Crevures de hipsters

Depuis le temps que je les déteste. Depuis le temps que je vois ces petits mecs blancs se foutre de la gueule du monde en direct à la télé ou dans les autres couloirs du pouvoir. Depuis le temps que leur ton uniforme de commentateur me pollue les oreilles. Ça fait vraiment du bien de les voir tomber, même si c’est pas trop LoL.

Espérons que leurs carrières de merde soient bel et bien foutues, mais malheureusement j’en doute. Tout le monde savait et tout le monde a fermé sa gueule, comme d’habitude. Et puis un jour, ça sort, inévitablement, mais le pouvoir est plus fort, et parions que ces crapules ressortiront la tête de l’eau plus vite que leurs victimes.

Alors, ne les oubliez pas. Si aujourd’hui, ils s’excusent, ce n’est qu’acculés par le boomerang qui leur revient en pleine face, et certainement pas par remords. Leur seul remords est pour leur foutue carrière. Et certains de leurs employeurs tentent encore de minimiser les faits, justifiant des participations passives ou des erreurs de jeunesse.
Ainsi, les deux « journalistes » de Libé, Vincent Glad et Alexandre Hervaud, ne font pour l’instant l’objet que de mises à pied conservatoires. Christophe Carron, rédac chef à Slate.fr et ex du Grand journal et Voici, a simplement été écarté du traitement du sujet. Aux Inrocks, la sentence est plus violente avec le licenciement pour faute grave de David Doucet, alors que la direction de Télérama a été convaincue de la seule participation passive d’Olivier Tesquet.

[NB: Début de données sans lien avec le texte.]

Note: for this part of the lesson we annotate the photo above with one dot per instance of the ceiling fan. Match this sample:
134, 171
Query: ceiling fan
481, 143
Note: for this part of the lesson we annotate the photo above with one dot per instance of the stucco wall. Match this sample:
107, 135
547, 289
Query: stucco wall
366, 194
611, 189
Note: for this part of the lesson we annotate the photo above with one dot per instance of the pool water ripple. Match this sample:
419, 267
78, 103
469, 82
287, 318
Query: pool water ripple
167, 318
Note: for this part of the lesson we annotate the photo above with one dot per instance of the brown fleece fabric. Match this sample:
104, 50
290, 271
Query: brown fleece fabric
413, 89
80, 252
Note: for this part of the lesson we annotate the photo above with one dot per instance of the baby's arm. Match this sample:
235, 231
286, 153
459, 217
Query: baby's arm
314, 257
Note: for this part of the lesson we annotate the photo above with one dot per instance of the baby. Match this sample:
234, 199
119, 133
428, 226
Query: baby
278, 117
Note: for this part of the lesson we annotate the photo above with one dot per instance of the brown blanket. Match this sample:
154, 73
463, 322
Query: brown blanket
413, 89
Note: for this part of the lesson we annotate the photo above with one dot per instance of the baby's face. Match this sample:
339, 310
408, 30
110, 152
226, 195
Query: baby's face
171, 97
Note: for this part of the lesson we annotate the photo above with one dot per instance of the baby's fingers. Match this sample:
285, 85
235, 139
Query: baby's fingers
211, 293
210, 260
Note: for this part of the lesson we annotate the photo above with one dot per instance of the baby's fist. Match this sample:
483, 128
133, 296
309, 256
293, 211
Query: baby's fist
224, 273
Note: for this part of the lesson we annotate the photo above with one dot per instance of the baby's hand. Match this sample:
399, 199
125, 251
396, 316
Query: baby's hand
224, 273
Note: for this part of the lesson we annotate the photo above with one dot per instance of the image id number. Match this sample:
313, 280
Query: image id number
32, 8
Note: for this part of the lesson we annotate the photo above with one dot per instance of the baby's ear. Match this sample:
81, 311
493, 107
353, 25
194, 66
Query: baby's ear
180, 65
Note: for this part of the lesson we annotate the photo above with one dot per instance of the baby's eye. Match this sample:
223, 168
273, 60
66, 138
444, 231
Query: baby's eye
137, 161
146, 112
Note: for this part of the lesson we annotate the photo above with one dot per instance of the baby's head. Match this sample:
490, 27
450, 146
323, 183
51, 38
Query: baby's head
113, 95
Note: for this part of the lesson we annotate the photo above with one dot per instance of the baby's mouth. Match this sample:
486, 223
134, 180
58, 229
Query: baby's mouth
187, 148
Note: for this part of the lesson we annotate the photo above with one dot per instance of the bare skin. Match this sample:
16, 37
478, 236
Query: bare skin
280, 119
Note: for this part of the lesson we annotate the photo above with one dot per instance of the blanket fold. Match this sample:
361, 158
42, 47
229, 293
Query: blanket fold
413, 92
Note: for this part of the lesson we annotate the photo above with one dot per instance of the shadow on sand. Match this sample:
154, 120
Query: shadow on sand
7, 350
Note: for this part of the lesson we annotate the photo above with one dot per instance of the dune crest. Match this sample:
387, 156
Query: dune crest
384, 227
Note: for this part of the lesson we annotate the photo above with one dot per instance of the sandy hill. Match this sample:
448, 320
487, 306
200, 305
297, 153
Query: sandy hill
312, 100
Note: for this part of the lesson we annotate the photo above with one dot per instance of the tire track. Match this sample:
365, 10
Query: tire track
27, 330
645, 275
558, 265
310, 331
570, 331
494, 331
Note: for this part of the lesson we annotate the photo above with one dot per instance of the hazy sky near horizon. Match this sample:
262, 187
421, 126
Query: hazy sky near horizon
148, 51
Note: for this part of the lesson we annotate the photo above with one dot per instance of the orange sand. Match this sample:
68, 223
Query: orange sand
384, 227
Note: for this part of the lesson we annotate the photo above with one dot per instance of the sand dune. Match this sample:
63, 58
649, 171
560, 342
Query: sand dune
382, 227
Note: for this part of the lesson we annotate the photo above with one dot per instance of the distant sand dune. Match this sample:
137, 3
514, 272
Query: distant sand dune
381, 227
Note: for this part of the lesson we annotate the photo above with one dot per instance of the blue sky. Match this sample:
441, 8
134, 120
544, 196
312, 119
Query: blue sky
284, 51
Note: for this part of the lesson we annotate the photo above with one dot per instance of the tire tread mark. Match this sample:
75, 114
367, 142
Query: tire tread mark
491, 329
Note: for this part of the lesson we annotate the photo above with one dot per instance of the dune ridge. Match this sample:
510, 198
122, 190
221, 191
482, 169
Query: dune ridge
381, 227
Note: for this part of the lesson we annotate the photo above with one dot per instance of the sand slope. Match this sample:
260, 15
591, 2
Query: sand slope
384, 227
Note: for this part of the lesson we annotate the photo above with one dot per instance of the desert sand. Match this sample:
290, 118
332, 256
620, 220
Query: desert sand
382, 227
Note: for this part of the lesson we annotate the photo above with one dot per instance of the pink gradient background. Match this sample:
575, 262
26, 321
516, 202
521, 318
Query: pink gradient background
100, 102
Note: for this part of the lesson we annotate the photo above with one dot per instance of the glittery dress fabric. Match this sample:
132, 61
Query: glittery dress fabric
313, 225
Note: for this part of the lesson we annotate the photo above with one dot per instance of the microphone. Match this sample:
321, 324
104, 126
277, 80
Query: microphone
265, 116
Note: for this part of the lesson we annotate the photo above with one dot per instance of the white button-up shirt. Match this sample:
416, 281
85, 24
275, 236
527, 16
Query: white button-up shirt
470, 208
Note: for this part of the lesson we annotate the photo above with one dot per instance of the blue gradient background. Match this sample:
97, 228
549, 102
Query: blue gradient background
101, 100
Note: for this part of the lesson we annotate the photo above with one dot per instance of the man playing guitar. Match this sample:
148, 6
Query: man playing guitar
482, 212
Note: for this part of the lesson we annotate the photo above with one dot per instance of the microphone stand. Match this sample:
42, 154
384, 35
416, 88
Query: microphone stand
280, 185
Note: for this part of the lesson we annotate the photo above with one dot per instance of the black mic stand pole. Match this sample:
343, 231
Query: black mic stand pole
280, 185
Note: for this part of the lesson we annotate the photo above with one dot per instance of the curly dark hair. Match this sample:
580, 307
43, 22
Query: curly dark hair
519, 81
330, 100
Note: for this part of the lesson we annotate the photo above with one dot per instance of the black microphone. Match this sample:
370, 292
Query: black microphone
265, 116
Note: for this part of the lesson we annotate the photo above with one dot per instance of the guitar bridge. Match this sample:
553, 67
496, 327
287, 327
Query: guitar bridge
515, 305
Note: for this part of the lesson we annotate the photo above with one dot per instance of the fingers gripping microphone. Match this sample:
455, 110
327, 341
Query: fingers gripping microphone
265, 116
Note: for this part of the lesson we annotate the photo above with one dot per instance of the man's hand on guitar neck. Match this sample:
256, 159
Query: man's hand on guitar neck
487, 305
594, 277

C’est à pleurer de lire une journaliste de Slate raconter comment elle a accepté de travailler sous les ordres de son bourreau, Christophe Carron. Ils ont même pu en parler autour d’un verre. Trop bien ! C’est à hurler de lire tous les témoignages de celles et ceux qui n’ont pas été entendus, qui ont supplié l’arrêt des hostilités de leurs « confrères », sous le regard passif d’autres mâles.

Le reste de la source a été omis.